Martin Fowler’s foreword on the book Frictionless.
The key to this book is that they don’t think in terms of how to whip people into greater productivity, but how to find the sources of friction that slow them down. Friction is when I have to submit a pull request that sits for a couple of days while I forget about the code, or spend two days wrangling some infrastructure that ought to be a simple API call. Smoothing away these points of friction is the essence of improving Developer Experience – and thus speeding up getting useful software into the hands of its users.

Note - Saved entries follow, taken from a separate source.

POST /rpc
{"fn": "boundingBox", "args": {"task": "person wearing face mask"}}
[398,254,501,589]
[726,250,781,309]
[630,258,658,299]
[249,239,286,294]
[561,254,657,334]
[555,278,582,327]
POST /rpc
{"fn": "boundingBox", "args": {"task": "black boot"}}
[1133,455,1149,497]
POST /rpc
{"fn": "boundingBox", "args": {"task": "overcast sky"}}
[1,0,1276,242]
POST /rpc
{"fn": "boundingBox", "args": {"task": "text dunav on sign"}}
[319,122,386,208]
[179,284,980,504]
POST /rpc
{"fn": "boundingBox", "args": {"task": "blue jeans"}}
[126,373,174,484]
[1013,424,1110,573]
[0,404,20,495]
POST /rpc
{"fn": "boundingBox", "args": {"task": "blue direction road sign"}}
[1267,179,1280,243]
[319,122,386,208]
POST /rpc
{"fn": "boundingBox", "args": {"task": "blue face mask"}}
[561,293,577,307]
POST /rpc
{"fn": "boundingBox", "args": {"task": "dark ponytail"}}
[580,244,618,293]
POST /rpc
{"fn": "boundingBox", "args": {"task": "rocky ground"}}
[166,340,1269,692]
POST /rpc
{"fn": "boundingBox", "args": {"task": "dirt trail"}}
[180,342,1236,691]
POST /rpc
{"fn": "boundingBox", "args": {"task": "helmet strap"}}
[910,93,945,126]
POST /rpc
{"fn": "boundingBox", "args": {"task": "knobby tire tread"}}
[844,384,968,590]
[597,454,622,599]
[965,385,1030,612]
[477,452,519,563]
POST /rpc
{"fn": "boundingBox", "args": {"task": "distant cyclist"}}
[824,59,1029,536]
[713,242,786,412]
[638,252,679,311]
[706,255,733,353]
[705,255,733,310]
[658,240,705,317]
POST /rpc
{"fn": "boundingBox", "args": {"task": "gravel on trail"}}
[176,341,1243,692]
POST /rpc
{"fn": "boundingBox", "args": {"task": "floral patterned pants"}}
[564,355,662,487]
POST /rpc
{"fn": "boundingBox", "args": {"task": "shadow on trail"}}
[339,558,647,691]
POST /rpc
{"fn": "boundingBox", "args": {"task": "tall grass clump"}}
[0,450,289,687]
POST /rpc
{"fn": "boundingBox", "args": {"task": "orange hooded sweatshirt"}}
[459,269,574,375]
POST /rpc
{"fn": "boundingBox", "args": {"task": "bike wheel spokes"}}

They describe effective developer experience in terms of three elements: feedback loops, flow state, and cognitive load. We can only find out whether we are on the right path by getting rapid feedback. The longer the delay between that blue dot moving on my phone-map, the longer I walk in the wrong direction before realizing my mistake. If our feedback is rapid, we can remain in the second element, a flow state, where we can smoothly and rapidly get things done, improving our products and our motivation. Flow also depends on our ability to understand what we need to do, which means we must be wary of being overwhelmed by cognitive load, whether it comes in the form of poorly structured code, flaky tests, or interruptions that break our flow.
Focusing on developer experience is about finding what gets in the way of these three elements. Improving developer experience leads to better outcomes for the business. Those lost hours wrangling with infrastructure is money wasted on developers’ salary, and revenue lost because the software took longer to get into production.